Fig. 2: p53 regulates ASNS transcript and asparagine metabolism.

a Schematic diagram describing the reaction catalysed by ASNS. b Quantitative RT-PCR analysis of ASNS expression in p53^+/+ and p53^−/− HCT116 cells or in shCtrl and shp53 U2OS cells. c Protein expression in p53^+/+ and p53^−/− HCT116 cells and in U2OS cells stably expressing control or p53 shRNA. Relative ASNS/Actin ratios are shown. d ASNS protein expression in p53^+/+ and p53^−/− HCT116 cells treated with 0, 5 or 10 μM Nutlin-3 for 36 hours. e Protein expression in EL4 cells treated with the indicated chemical compounds for 24 h. f ASNS mRNA levels in the brain, liver, pancreas and bone marrow (BM) from p53^+/+ and p53^−/− mice. g Binding of p53 to the ASNS genomic locus in HCT116 cells was analysed by chromatin immunoprecipitation assay using anti-p53 antibody.
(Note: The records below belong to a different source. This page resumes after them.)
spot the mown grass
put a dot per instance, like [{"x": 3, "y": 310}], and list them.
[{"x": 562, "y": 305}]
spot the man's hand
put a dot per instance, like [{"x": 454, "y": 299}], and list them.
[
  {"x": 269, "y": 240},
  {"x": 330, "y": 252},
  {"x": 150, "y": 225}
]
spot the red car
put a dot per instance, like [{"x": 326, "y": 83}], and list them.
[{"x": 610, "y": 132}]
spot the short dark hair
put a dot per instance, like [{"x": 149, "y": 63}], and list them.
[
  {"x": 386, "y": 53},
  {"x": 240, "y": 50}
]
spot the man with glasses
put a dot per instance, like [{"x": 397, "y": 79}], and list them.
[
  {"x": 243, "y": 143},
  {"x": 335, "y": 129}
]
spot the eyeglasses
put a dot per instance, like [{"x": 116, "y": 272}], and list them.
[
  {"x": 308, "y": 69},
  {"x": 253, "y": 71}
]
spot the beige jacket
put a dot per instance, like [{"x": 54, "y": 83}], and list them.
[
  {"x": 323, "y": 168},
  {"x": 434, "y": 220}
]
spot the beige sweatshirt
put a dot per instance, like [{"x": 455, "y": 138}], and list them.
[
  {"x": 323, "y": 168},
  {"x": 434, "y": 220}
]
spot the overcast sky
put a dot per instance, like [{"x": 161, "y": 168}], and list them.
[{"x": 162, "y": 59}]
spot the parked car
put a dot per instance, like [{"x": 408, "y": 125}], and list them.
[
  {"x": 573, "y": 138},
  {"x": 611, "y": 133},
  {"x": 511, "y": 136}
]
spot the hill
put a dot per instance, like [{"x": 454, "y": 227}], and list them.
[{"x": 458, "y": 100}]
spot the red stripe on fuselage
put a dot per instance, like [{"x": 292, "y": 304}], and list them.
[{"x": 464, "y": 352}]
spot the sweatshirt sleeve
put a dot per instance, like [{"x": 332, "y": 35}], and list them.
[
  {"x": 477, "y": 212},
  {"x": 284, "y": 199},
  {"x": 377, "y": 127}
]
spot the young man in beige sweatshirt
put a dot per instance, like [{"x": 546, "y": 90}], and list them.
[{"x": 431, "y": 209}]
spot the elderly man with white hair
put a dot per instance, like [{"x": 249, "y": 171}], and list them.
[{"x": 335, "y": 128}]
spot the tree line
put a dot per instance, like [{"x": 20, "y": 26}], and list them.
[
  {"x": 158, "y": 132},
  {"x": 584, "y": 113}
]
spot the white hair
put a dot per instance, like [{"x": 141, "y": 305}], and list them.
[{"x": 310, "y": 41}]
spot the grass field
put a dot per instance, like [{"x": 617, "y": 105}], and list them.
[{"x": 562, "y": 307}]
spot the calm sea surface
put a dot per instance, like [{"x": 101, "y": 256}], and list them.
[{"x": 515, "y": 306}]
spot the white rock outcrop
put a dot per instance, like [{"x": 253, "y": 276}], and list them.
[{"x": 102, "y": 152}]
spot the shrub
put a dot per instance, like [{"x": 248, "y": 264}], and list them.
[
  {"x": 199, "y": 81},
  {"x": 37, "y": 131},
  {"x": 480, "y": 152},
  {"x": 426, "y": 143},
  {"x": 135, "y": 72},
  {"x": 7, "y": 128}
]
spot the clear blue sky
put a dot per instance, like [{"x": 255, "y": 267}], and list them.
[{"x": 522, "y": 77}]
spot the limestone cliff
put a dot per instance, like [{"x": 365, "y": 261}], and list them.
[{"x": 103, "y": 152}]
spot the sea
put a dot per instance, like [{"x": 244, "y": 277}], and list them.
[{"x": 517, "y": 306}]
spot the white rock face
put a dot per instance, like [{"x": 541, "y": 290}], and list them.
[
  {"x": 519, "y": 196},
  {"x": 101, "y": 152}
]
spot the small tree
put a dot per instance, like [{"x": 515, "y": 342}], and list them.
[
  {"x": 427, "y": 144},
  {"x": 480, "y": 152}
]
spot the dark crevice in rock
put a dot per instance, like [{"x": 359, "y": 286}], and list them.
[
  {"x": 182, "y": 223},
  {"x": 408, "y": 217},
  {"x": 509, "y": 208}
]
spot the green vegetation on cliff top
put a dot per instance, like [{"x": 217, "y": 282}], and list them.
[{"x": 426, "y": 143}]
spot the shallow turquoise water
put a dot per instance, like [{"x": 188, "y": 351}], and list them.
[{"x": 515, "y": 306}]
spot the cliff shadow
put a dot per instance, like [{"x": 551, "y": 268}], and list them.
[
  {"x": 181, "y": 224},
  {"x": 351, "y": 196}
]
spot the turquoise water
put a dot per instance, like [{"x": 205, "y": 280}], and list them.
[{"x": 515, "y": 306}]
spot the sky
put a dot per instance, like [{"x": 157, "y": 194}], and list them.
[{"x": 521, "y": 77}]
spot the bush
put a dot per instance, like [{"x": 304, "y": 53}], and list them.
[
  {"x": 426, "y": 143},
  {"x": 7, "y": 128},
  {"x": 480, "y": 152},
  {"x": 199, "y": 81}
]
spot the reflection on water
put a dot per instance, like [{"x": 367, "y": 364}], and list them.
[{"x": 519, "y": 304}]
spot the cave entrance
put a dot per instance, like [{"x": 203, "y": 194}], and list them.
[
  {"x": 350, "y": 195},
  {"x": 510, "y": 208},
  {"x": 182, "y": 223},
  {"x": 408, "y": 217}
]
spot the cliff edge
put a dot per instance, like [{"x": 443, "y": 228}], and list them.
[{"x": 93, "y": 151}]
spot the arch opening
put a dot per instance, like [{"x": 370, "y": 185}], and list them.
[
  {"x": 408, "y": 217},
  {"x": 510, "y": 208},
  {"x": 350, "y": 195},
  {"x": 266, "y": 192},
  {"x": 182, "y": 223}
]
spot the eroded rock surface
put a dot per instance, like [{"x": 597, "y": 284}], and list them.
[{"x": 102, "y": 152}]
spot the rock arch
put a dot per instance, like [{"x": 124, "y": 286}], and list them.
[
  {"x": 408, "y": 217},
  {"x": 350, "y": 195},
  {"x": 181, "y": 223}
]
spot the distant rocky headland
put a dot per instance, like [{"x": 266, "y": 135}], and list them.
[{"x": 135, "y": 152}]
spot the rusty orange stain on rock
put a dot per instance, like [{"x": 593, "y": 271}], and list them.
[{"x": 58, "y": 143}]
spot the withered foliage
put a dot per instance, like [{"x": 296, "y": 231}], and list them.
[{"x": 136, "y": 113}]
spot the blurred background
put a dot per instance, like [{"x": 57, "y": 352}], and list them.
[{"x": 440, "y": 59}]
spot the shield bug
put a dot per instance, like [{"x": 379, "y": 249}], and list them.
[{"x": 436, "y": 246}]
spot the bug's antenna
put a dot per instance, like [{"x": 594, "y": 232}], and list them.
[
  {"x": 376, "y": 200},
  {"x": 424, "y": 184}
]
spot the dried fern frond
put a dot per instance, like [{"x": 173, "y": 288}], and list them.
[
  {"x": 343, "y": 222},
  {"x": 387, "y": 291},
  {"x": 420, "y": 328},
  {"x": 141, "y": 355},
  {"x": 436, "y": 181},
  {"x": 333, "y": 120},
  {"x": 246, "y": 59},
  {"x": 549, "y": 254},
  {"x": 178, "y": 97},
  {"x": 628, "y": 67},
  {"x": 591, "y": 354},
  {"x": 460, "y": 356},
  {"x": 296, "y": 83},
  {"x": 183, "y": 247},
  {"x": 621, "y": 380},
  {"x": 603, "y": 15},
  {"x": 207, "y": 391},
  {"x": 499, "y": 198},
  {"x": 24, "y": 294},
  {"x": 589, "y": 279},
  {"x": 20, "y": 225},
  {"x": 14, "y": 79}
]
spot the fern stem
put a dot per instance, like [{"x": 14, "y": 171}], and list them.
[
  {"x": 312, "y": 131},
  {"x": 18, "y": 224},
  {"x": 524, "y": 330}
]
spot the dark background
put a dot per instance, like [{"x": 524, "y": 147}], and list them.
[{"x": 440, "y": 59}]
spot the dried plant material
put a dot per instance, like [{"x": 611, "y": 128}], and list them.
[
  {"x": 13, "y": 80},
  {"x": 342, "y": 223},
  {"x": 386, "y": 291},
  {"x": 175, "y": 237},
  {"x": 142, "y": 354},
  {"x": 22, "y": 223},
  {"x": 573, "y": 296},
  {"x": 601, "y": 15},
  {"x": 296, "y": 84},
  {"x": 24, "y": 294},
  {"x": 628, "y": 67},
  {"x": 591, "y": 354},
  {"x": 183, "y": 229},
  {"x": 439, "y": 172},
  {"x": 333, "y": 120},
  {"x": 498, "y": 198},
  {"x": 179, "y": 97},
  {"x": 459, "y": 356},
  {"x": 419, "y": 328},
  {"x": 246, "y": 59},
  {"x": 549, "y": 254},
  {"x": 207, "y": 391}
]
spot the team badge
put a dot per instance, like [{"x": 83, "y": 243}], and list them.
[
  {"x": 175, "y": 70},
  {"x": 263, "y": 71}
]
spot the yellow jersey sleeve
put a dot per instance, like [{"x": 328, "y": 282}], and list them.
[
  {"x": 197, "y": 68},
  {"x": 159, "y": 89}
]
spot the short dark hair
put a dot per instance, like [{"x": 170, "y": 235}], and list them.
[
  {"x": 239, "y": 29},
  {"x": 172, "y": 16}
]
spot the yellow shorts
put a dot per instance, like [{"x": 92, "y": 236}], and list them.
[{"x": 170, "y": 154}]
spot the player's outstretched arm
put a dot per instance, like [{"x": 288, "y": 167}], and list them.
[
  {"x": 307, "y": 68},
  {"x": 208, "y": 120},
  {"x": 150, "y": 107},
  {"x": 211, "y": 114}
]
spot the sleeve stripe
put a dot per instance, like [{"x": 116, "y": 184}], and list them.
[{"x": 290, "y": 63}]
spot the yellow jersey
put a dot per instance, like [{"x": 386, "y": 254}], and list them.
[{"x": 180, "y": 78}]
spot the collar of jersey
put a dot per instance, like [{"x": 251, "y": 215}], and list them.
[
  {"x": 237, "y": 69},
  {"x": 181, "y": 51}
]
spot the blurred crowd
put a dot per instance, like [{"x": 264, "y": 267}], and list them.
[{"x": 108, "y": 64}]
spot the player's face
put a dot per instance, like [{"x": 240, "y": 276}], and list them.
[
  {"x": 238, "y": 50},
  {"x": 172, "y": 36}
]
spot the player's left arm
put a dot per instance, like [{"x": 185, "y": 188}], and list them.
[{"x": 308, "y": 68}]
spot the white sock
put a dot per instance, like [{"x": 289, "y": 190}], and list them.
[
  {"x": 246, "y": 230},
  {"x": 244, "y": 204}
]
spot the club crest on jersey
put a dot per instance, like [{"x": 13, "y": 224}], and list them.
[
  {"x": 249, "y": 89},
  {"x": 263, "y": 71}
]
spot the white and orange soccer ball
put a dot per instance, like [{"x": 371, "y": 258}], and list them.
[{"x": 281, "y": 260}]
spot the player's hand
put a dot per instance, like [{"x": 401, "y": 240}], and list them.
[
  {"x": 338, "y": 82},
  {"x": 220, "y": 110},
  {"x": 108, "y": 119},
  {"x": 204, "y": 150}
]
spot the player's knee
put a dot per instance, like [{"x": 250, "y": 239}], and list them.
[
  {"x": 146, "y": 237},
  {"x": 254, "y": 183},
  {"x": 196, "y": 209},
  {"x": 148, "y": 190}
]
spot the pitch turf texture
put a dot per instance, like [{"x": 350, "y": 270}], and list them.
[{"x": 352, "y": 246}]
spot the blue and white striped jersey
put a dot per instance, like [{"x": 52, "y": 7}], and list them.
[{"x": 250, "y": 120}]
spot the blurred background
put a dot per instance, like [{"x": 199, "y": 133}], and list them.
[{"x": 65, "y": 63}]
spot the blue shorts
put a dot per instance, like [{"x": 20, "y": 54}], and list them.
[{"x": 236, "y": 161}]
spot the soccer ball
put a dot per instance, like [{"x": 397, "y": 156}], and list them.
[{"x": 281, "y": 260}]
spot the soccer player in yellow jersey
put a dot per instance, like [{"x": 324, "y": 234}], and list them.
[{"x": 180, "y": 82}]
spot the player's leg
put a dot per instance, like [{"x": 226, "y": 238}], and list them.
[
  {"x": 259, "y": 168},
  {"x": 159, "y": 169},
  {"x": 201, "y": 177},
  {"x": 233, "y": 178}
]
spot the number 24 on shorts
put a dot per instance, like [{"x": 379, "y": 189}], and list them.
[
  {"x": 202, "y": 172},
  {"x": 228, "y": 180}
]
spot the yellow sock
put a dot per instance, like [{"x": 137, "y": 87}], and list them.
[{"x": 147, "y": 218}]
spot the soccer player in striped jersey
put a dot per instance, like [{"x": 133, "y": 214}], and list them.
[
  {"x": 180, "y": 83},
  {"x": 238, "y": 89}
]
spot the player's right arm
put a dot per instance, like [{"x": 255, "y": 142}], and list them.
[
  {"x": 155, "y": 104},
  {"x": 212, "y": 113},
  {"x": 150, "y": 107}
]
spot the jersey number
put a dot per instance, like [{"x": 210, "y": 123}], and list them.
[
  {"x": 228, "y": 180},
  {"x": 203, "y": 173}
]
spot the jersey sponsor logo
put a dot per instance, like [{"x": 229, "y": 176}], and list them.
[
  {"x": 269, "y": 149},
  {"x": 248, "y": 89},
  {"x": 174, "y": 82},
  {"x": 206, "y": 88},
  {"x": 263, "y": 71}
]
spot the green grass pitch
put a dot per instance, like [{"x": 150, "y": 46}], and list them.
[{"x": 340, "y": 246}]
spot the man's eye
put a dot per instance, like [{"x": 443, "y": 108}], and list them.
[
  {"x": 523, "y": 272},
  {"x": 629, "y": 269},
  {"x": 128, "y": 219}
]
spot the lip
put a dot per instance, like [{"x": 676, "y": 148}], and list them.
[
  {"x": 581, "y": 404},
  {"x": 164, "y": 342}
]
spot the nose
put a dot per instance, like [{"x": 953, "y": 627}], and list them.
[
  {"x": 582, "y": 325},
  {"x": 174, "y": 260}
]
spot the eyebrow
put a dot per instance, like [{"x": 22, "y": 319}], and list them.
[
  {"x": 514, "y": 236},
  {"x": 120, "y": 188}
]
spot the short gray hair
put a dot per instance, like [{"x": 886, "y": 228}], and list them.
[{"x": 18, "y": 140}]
Isotype mouse IgG was used as a control. Three potential p53 response elements (REs) were individually amplified by PCR. h, i ASNS activity (h) and intracellular amount of Asn (i) in p53^+/+ and p53^−/− HCT116 cells and in shCtrl and shp53 U2OS cells. j Asn levels in EL4 cells treated as in e. k Asp levels within and outside p53^+/+ and p53^−/− HCT116 cells. l Intracellular and extracellular labelling fraction of Asn after 24 h of incubation with ¹⁵N-aspartate. m Labelling fraction of Asn after 48 h of incubation with ¹⁵N-aspartate in p53^+/+ and p53^−/− HCT116 cells. n, o Intracellular and extracellular labelling fraction of Asp or Asn after 24 h of incubation with [U-¹³C₅]glutamine in p53^+/+ and p53^−/− HCT116 cells. p Levels of Asn in liver and pancreas tissues from p53^+/+ and p53^−/− mice. Data are mean ± s.d., unpaired two-tailed Student’s t-test, *p < 0.05, **p < 0.01, ***p < 0.001, NS not significant. Source data are provided as a Source Data file.